A Física como Modelagem da Natureza
Uma observação inicial:
Esse texto nasce de três comentários feitos há mais de década num grupo de rede social de debates científicos:
“A Física não é como as coisas 'se comportam'. A Física é como modelamos confiavelmente como a natureza comporta-se, não sendo, pois, a realidade em si.”
“Não temos acesso "a coisa em si", que é tema da Filosofia em apresentar os limites do científico e mesmo de qualquer dos nossos conhecimentos, a Epistemologia.”
“Logo, nenhuma Ciência é "o ser", mas apenas produz modelos confiáveis de seu comportamento.”
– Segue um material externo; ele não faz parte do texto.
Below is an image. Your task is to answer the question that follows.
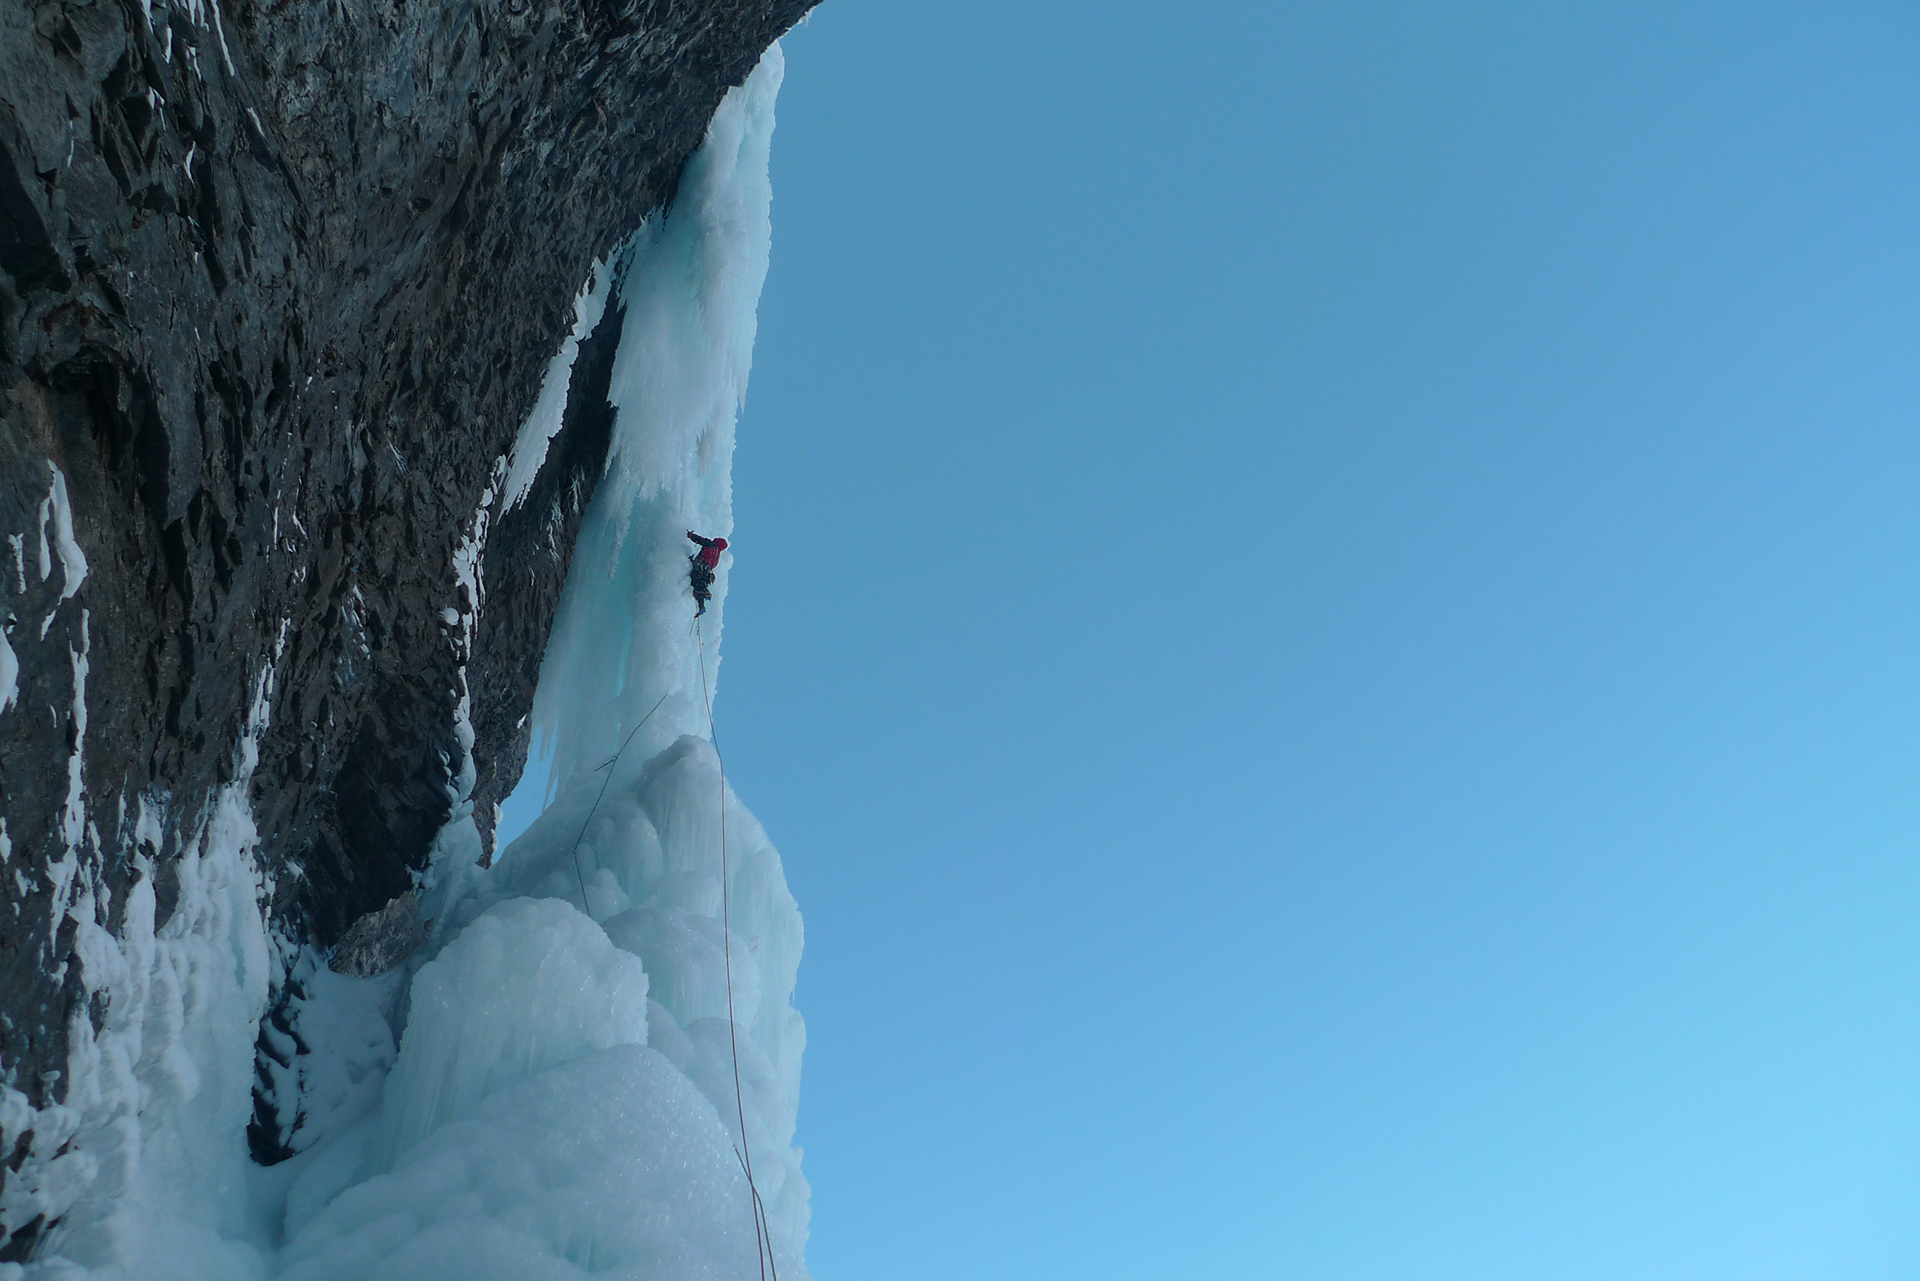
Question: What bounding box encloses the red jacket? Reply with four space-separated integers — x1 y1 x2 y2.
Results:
687 531 728 569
Um dos maiores equívocos no entendimento popular sobre a ciência é a crença de que as leis da Física são a "verdade última" sobre a essência da realidade. No entanto, o rigor intelectual exige uma distinção clara: a Física não dita como a natureza é, mas sim como nós, através de ferramentas lógicas e experimentais, modelamos confiavelmente o seu comportamento.
A Ilusão da "Coisa em Si"
Como apontado na tradição da filosofia epistemológica, não temos acesso direto ao "ser" ou à "coisa em si" (das Ding an sich). O que temos são fenômenos — informações captadas por sentidos e instrumentos que são, então, processadas pela razão humana. Quando dizemos que um elétron "tem" uma carga negativa, estamos, na verdade, afirmando que o modelo matemático que atribui essa propriedade ao elétron prevê com precisão absoluta os resultados de nossos experimentos. A ciência, portanto, não descreve a essência do elétron, mas a sua interação com o restante do mundo observável.
O Poder do Modelo Confiável
Se nenhuma ciência é "o ser", o que a torna tão poderosa? A resposta reside na confiabilidade. Um modelo científico não precisa ser a "verdade absoluta" para ser útil; ele precisa ser consistente, preditivo e falseável. A transição da gravitação de Newton para a relatividade de Einstein não ocorreu porque Newton estava "mentindo" sobre a realidade, mas porque o modelo de Einstein ofereceu uma modelagem mais abrangente e profunda de como a natureza se comporta em escalas maiores. O território (a natureza) permaneceu o mesmo; o nosso mapa é que ganhou novos detalhes.
Conclusão: O Limite Científico como Postura Ética
Reconhecer que a ciência produz modelos, e não realidades, é a base da humildade científica. Isso separa o cientista do dogmático. Enquanto a Metafísica se ocupa em debater a essência do "ser", a Ciência se ocupa em refinar suas ferramentas de tradução. Ao entendermos que operamos no campo da Epistemologia — o estudo dos limites do que podemos conhecer — libertamos a ciência para evoluir sem o peso de ser uma "religião da verdade", mas sim a nossa melhor e mais confiável descrição do comportamento do Cosmos.